La joven sonrió, avergonzada. Los latidos de su corazón se aceleraron de golpe. Cómo olvidar aquel primer encuentro cuando no podía apartar la mirada de Gonzalo, un forastero que llegaba al pueblo convertido en un héroe por haber salvado a Adelaida de despeñarse por el acantilado.
-Fuiste un poco grosero conmigo, reconócelo –le pidió ella, divertida-. Aquella no era forma de tratar a una señorita como yo.
Gonzalo enarcó una ceja.
-¿Y se puede saber qué es lo que hice mal? –quiso saber él, siguiéndole el juego-. Porque que yo recuerde tan solo te dije que la vida de unas personas valían más que unos guantes.
-Me tuteaste –le recordó ella, haciéndose la ofendida-. Y no nos conocíamos de nada.
-Me llamaste muchacho –le echó en cara Gonzalo, devolviéndole el reproche con cariño.
Las mejillas de María enrojecieron de nuevo.
-No sabía que eras diácono –se defendió ella.
-Por eso me perseguiste por todo el pueblo –insistió él, turbándola aún más.
-¡Eh! ¡Oye! –replicó molesta-. Yo no te perseguí.

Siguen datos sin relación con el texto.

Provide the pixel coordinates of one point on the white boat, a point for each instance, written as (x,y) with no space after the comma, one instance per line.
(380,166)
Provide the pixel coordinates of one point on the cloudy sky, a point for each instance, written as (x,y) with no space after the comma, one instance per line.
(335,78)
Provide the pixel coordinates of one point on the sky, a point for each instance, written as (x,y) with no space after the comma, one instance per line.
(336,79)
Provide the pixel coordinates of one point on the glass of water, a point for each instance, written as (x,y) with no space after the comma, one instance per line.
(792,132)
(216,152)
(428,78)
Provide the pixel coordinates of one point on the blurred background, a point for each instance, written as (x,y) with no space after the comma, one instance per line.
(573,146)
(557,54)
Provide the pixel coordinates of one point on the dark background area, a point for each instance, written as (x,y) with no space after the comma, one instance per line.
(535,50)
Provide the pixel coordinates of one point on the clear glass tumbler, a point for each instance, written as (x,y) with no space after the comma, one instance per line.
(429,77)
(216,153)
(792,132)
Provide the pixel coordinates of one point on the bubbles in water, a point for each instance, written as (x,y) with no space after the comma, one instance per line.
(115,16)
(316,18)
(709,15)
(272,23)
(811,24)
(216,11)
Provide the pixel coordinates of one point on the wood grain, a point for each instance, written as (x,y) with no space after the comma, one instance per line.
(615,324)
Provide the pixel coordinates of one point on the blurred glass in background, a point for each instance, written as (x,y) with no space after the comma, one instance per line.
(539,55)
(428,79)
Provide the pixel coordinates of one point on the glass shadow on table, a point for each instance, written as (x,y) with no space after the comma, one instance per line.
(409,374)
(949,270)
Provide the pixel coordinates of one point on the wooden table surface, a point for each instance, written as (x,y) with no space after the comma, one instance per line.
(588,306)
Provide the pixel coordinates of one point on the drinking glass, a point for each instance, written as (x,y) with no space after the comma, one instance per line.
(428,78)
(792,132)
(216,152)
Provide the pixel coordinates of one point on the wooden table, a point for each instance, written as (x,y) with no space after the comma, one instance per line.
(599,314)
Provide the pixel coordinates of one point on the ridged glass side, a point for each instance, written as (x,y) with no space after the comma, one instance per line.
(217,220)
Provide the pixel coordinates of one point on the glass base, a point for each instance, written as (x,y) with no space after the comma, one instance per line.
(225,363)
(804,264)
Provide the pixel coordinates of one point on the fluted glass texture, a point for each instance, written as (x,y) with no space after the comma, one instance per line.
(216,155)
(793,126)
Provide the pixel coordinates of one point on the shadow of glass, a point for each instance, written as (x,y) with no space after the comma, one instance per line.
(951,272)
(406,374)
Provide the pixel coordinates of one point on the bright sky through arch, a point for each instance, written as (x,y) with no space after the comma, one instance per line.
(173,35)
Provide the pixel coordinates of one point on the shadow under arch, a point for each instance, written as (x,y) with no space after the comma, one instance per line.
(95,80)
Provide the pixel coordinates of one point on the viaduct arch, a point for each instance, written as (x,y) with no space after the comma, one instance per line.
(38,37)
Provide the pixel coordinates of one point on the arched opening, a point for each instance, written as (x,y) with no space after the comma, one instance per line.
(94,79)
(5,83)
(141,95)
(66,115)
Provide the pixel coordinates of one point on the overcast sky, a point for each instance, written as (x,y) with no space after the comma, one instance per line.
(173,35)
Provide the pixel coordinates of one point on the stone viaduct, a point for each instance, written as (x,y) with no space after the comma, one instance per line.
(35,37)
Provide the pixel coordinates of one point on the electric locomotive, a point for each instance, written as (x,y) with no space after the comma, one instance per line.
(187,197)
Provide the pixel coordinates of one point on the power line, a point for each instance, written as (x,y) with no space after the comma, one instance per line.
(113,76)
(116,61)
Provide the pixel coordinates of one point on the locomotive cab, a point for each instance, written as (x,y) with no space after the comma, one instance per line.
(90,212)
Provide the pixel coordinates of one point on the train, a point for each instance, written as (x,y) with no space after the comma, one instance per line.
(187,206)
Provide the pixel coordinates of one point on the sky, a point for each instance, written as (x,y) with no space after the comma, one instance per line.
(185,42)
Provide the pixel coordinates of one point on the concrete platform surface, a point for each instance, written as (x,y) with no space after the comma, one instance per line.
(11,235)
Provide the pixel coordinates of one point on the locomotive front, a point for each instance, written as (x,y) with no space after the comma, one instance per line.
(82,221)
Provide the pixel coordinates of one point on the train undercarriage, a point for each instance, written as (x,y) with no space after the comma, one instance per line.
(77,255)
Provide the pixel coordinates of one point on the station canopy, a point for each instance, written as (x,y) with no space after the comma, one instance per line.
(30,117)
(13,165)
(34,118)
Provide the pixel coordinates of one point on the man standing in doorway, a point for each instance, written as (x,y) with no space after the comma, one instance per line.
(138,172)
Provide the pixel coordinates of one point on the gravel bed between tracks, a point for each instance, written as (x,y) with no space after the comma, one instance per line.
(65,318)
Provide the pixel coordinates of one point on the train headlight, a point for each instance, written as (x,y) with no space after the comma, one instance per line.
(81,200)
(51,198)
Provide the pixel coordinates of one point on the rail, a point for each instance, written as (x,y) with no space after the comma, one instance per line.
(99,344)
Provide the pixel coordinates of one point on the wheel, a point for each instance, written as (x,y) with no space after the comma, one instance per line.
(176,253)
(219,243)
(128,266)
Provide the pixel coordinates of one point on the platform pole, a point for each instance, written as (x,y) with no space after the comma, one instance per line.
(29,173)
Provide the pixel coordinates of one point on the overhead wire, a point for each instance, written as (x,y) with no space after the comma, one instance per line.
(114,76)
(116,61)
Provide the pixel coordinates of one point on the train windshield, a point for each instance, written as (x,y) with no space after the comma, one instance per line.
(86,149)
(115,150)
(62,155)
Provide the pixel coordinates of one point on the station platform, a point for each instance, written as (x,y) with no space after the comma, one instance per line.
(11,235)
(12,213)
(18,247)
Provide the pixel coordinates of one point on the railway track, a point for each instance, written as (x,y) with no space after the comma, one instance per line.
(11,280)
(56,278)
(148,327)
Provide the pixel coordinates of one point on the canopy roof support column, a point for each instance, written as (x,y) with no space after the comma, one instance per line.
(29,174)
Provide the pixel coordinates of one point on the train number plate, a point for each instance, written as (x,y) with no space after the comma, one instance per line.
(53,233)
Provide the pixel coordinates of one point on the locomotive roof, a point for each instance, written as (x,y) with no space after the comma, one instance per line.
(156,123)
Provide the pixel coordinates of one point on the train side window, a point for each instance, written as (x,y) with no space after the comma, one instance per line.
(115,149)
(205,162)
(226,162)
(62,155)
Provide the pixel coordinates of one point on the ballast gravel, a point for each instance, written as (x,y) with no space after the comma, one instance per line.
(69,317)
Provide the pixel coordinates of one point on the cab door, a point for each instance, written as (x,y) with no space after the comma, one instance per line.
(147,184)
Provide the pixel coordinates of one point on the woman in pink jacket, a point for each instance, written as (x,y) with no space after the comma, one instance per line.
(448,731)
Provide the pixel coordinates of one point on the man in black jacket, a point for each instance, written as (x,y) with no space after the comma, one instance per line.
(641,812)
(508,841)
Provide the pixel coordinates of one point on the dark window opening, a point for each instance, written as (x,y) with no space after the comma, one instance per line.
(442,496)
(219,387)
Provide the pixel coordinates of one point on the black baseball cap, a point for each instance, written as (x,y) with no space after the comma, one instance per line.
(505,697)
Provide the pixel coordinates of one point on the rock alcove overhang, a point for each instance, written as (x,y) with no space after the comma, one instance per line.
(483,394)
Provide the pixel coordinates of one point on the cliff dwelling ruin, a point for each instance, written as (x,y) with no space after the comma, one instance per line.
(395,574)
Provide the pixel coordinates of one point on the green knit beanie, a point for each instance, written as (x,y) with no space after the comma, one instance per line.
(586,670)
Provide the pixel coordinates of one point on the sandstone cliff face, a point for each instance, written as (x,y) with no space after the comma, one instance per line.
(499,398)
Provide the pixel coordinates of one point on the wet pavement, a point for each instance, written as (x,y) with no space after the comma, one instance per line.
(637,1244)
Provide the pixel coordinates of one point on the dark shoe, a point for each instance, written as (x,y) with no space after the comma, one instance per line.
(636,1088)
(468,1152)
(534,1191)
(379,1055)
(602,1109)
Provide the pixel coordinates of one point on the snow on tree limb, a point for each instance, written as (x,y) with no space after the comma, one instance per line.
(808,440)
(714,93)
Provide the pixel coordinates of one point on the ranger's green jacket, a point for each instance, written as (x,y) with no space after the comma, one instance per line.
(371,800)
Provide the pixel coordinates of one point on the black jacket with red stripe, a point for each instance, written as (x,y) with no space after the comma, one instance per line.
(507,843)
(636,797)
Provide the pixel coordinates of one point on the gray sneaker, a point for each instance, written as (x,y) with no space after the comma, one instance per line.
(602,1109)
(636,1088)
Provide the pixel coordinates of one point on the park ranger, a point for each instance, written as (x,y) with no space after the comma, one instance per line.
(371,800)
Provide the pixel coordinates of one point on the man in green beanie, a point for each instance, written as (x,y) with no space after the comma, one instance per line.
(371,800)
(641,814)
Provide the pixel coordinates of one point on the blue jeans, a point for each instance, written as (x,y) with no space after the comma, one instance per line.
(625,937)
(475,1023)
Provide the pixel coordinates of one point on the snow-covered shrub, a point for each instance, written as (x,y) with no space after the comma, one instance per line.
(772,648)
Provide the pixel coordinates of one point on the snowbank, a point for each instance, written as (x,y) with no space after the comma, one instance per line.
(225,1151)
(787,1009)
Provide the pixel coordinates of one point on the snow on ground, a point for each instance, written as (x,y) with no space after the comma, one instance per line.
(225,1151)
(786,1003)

Fue simple casualidad que nos encontráramos en el cementerio –le mintió descaradamente.
-Ya, claro –Gonzalo no se creía aquella escusa y continuó-, porque ibas todos los días al cementerio, ¿es eso?
María apretó los labios. Su esposo había descubierto su mentira, aunque no le importaba.
-Está bien, lo admito –y le miró con fijeza-. Me tenías intrigada y quería saber quién eras. Que no todos los días llegaban forasteros al pueblo.
Gonzalo sonrió levemente y acercó la mano de ella para besarla.
-¿No me digas que eso es lo que hacías antes de mi llegada a Puente Viejo? –inquirió su esposo con una mirada burlona-. Perseguir forasteros.
-Gonzalo Valbuena –frunció el ceño-, te la estás jugando. A ver si esta noche duermes fuera de la cabaña. A los lobos les encantará tener compañía.
El joven levantó los brazos en un gesto de rendición.
-Está bien, está bien –declaró temiendo que fuese capaz de echarle de allí-. Lo último que haría en este mundo es llevarle la contraria a la persona que me salvó la vida. Eso jamás.
La sonrisa de María se esfumó de golpe al recordar aquel momento tan duro de su pasado, cuando tuvo que sacar el coraje para contar la verdad frente a todos. Una verdad que la dejaba mal parada a ojos del mundo pero que sirvió para salvar a Gonzalo del garrote.
-Y lo volvería a hacer –convino ella con un nudo en la garganta-. Una y mil veces si fuese necesario.
-Lo sé, mi vida –le agradeció él-. Yo haría lo mismo por vosotras. Y solo por ti me quedé en Puente Viejo; para estar a tu lado, aunque fuese desde lejos. Sabía que ni la distancia lograría arrancar de mi corazón lo que sentía por ti.
El corazón de María se encogió al escuchar aquella declaración, pues ella misma había sentido lo mismo. Por muy lejos que se marchara Gonzalo, ella jamás dejaría de amarlo porque le llevaba grabado a fuego. Y ningún otro hombre borraría su recuerdo.
-Mi matrimonio con Fernando fue una huida hacia delante –confesó ella, con pesar-. Creía que… que podría ser feliz junto a él; aunque fuese una felicidad a medias. Tenía que conformarme y no me quedaba de otra que respetar tu decisión de ser sacerdote. Y… el rechazo de Francisca me abocó a ese matrimonio sin amor.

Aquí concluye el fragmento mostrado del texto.